The question of whether O’Rourke can make history will be decided largely in the state’s largest cities. His campaign is banking on historic turnout in Democratic strongholds like Austin, Houston and Dallas. Republicans have long won most of their campaigns by driving up the votes in deeply red conservative Texas — places like Tyler, Lubbock, Midland and Beaumont, where Cruz has made repeated visits in recent months. For Cruz to win, he needs rural Texans to turn out the way they do in a presidential year.
But O’Rourke has sought to undermine the usual GOP playbook in his pursuit of votes in rural Texas. While the congressman has said he never expected to outright win in those regions, he is hoping to win just enough votes there to add to what he hopes will be massive turnout on his behalf in the cities. His success or failure largely rests on whether his gamble on rural Texas pays off.
On Tuesday, there are a few regions both campaigns will be watching, including the suburbs of Houston, where the GOP hold on power has been thrown into doubt by a rapidly diversifying electorate. Both campaigns will be watching Amarillo in the Texas Panhandle, where Cruz is likely to win but where O’Rourke has found a following among progressive evangelicals opposed to the administration’s crackdown on refugees. And they will be watching Longview in East Texas, another area Cruz should win but where O’Rourke has attracted massive crowds.

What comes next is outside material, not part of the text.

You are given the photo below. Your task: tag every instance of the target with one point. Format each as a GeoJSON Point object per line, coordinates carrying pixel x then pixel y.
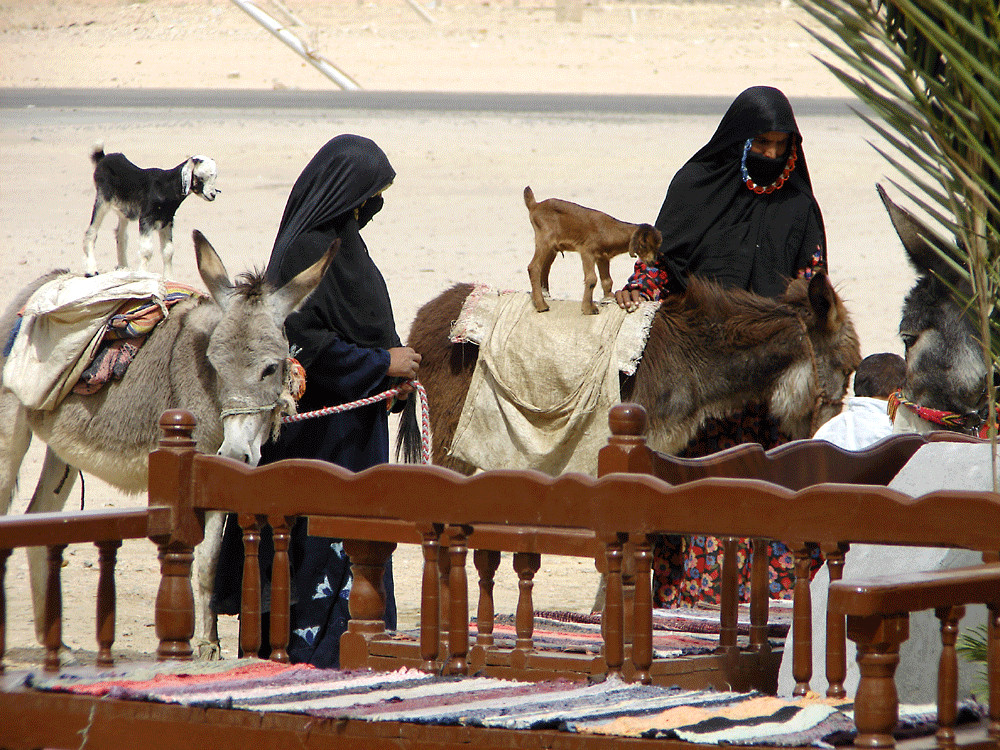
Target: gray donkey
{"type": "Point", "coordinates": [946, 370]}
{"type": "Point", "coordinates": [221, 357]}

But the mostly closely watched counties are likely to be in the Dallas/Fort Worth area — including Denton County and Collin County, which have tended to back Republicans but where Democrats appear to be surging. One of the most closely watched House races in the country is Texas’s 32nd Congressional District, which includes Collin and Dallas counties. GOP Rep. Pete Sessions has been statistically tied in the polls with Colin Allred, a former NFL player turned voting rights attorney, in a race that has been driven in large part by the debate about access to health care. The race is considered a bellwether for O’Rourke’s chances in the Dallas region.
Perhaps the most closely watched county of all, however, is Tarrant County, which includes Fort Worth. It is the last big Republican city in the state — and one that O’Rourke has focused on flipping, appealing to black voters and new voters. If the city votes Democrat, Republicans suggest Cruz is in big trouble — which is why the junior senator from Texas stopped there late last week, calling it the “biggest, reddest county in the biggest reddest state” — and one he needs to win.
“As Tarrant County goes, so goes the state,” he said. The returns will show whether he is right.